The ex-NNP government minister feared that administrations, governments would come and go in Grenada but the country “have nowhere going.”

He said the current Congress government of Prime Minister Dickon Mitchell should look at increasing the salaries and benefits to police officers as an inducement to get them out of their current activities to just hustle to bring in more money into their homes.

He urged the administration to give the police officers certain allowances to improve their lives and to stop them from engaging in the type of activities that only serve to destroy the society.

Morale is said to be at an all-time low among police officers under the watch of current head of RGPF, Don McKenzie.

The ex-NNP official also told THE NEW TODAY that the lack of a public transport system has exposed “all our youths and children to private buses and the horrors of private buses and private owners.”

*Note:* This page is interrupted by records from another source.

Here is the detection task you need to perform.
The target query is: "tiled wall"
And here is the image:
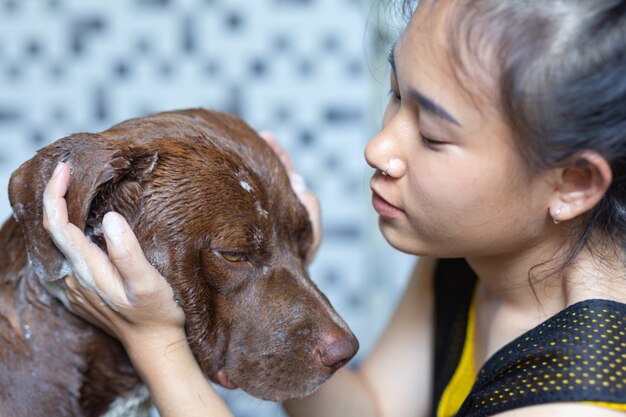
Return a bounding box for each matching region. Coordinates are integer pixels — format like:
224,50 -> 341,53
0,0 -> 415,416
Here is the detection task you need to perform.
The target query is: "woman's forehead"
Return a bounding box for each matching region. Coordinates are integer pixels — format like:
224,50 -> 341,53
397,0 -> 501,115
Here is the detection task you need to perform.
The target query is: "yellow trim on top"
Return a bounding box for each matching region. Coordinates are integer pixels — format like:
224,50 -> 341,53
436,292 -> 477,417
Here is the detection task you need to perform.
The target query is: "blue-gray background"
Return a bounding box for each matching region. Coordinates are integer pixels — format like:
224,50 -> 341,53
0,0 -> 415,415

He said the private buses have contributed to a deterioration in the discipline of the school children on the island.

He recalled that the use of public buses were initiated by the Grenada United Labour Party (GULP) government of former Prime Minister Eric Gairy and would come to the school and pick up children and drop them back home in their villages.

He said that children would be able to reach home very early from school, do all their house chores and even tend to their animals and still had time to engage in sporting activities in their villages before nightfall.

The ex-government minister lamented that school children are now seen all hours of the day and even late in the day waiting on the side of the road to get a private bus to take them back home.

“Children staying by the road the whole time waiting on the bus and when they reach home it is 6 o’clock.”